J’ai toujours voulu faire de la bande-dessinée, c’est tout naturellement que j’ai choisi cette voie. J’ai étudié l’illustration aux arts décoratifs de Strasbourg. Avec des copains, on avait créé « Hercule et la Toison d’Or », un fanzine gay et lesbien. Mais après mon diplôme, j’ai commencé par la bande-dessinée jeunesse, avec « Nini Patalo », c’est peu à peu que je me suis orientée vers une bd plus “tout public”.
Comment vous est venue l’idée de Princesse aime Princesse ?
J’aime beaucoup les contes de fée, finalement le résumé de mon livre c’est “une princesse enfermée dans la plus haute tour du château par un dragon/une sorcière, va se faire délivrer par” jusque là finalement c’est une articulation assez classique … Et là j’ai changé un peu la configuration habituelle en remplaçant le héros par une héroïne…
Pourquoi avoir voulu écrire ce livre ?
Ah quelle question! C’est ma première longue histoire, j’en avais un peu marre de faire du gag, du gag, toujours du gag, je voulais changer de registre en abordant des thèmes qui m’interpellaient.
Pourquoi une histoire d’amour entre deux adolescentes ? Végétaline aurait aussi bien pu succomber au charme d’un Prince.
Oui, elle aurait pu. Mais il y a de tout dans le monde, non ?
Princesse aime Princesse emprunte beaucoup aux contes de notre enfance tout en mêlant également une culture plus récente comme les Biomans. Pourquoi ce mélange des genres ?
J’ai toujours aimé jouer avec les décalages.
Il y a un conte rêvé et enchanteur qui s’oppose à un aspect très réaliste et sombre dans le livre. Comment avez-vous fait pour ne pas privilégier un aspect plutôt que l’autre ?
J’ai toujours aimé traiter les sujets durs avec un ton léger… Je pense que si le sujet est un peu noir, ça ne sert à rien de sombrer dans le pathos.
En offrant une telle histoire à Colette et Végétaline, sans coming-out ni réaction négative quant à leur homosexualité, vous avez en quelque sorte banalisé cette question. C’était l’effet souhaité ?
Tout à fait, j’ai voulu que les obstacles (qui sont nombreux) ne viennent jamais de l’orientation sexuelle des héroïnes. Je crois beaucoup en la normalisation de l’homosexualité.

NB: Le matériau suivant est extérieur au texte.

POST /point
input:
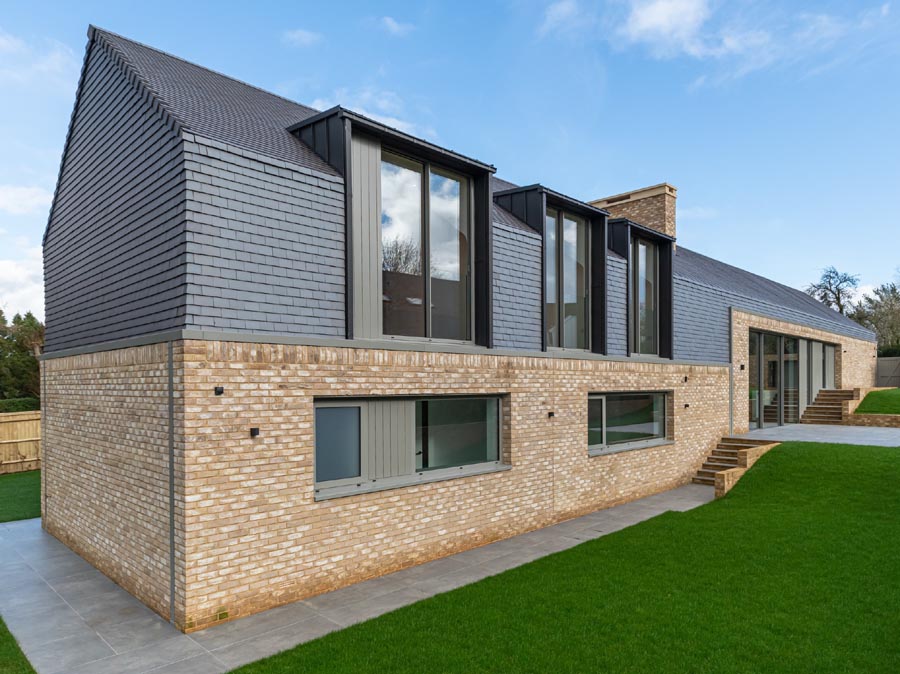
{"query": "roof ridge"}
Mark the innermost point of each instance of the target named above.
(103, 32)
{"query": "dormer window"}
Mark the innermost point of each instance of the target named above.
(567, 282)
(425, 250)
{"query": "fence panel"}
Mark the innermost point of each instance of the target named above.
(20, 442)
(889, 372)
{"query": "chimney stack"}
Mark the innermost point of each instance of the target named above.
(653, 207)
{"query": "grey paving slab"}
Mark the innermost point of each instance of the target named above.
(848, 435)
(70, 618)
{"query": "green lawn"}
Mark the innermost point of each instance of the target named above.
(11, 659)
(797, 569)
(881, 402)
(20, 496)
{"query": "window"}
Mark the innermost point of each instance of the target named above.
(425, 250)
(645, 297)
(364, 445)
(618, 421)
(566, 305)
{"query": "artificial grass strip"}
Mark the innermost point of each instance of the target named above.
(880, 402)
(795, 570)
(20, 496)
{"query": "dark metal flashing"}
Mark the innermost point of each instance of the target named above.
(393, 137)
(383, 344)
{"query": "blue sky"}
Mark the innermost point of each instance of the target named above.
(778, 122)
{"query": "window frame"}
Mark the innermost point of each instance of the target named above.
(605, 448)
(634, 320)
(367, 483)
(559, 219)
(468, 202)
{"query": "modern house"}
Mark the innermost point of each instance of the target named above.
(288, 350)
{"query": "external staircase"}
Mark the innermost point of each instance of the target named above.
(723, 457)
(827, 407)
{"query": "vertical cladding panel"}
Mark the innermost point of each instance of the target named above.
(115, 245)
(365, 155)
(517, 288)
(617, 311)
(265, 244)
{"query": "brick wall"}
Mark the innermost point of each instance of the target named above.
(105, 479)
(255, 536)
(854, 365)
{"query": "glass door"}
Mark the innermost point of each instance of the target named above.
(771, 384)
(754, 379)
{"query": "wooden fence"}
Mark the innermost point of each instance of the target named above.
(20, 442)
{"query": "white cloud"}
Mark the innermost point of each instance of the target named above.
(47, 63)
(300, 37)
(18, 200)
(394, 27)
(22, 281)
(382, 105)
(750, 38)
(562, 16)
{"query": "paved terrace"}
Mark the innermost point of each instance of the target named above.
(68, 617)
(848, 435)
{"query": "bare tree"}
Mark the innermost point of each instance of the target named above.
(835, 289)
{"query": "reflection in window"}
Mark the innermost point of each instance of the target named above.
(645, 297)
(456, 432)
(403, 284)
(633, 417)
(414, 303)
(566, 283)
(337, 443)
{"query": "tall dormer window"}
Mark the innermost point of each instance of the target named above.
(645, 294)
(567, 301)
(425, 250)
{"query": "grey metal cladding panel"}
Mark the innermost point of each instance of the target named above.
(112, 259)
(517, 288)
(617, 306)
(267, 248)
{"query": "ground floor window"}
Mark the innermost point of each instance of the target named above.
(368, 444)
(618, 421)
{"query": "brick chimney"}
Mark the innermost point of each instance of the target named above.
(652, 207)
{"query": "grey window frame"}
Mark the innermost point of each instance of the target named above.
(366, 483)
(606, 449)
(634, 348)
(363, 454)
(560, 215)
(387, 151)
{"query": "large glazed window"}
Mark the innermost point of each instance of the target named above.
(645, 297)
(618, 421)
(425, 250)
(370, 444)
(456, 432)
(566, 307)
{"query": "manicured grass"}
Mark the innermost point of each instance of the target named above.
(12, 661)
(795, 570)
(881, 402)
(20, 496)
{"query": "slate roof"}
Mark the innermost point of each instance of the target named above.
(216, 106)
(710, 272)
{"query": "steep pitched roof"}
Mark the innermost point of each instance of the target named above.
(707, 271)
(216, 106)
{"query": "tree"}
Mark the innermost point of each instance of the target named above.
(834, 289)
(880, 311)
(19, 371)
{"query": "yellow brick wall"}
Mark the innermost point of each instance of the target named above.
(854, 365)
(105, 479)
(255, 536)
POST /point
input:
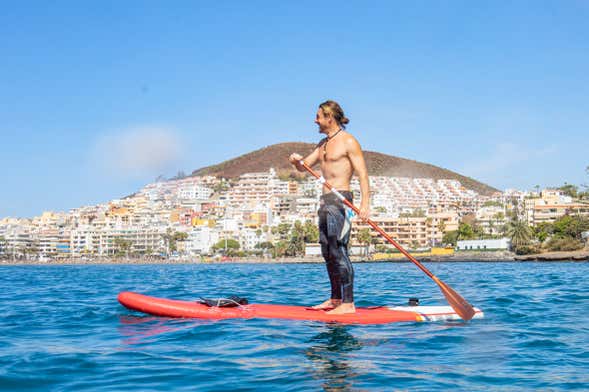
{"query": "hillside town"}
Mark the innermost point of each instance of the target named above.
(268, 215)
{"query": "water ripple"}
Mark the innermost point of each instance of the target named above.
(63, 330)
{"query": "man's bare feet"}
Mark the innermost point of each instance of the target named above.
(329, 304)
(343, 309)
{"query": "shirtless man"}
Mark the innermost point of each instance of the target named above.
(339, 155)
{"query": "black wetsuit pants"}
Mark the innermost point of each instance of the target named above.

Je fais partie de la génération qui, grâce aux combats de nos aînés pour le droit à la différence, peut aujourd’hui se battre pour le droit à l’indifférence.
D’où viennent les deux prénoms des héroïnes : Colette et Végétaline ?
J’ai fait le poirier et les idées sont tombées toutes seules! 🙂
Au-delà de l’histoire d’amour, vous abordez la relation avec les parents et notamment la relation à la mère. C’est extrêmement fort ce que vous mettez dans la relation entre Végétaline et sa mère. Les dessins montrent toute l’horreur de cet amour étouffant. C’est une question qui vous tenait à cœur ?
Et bien ma propre mère n’est pas un monstre du tout, mais cette relation si spéciale qui unit les mères à leur fille m’intéresse, parce qu’elle peut être parfois destructrice. C’était un thème intéressant pour moi.
Dernière question, pourquoi tout ce rose ? Parce que ce sont des filles ?
Non, j’aime bien le côté kitsh du rose.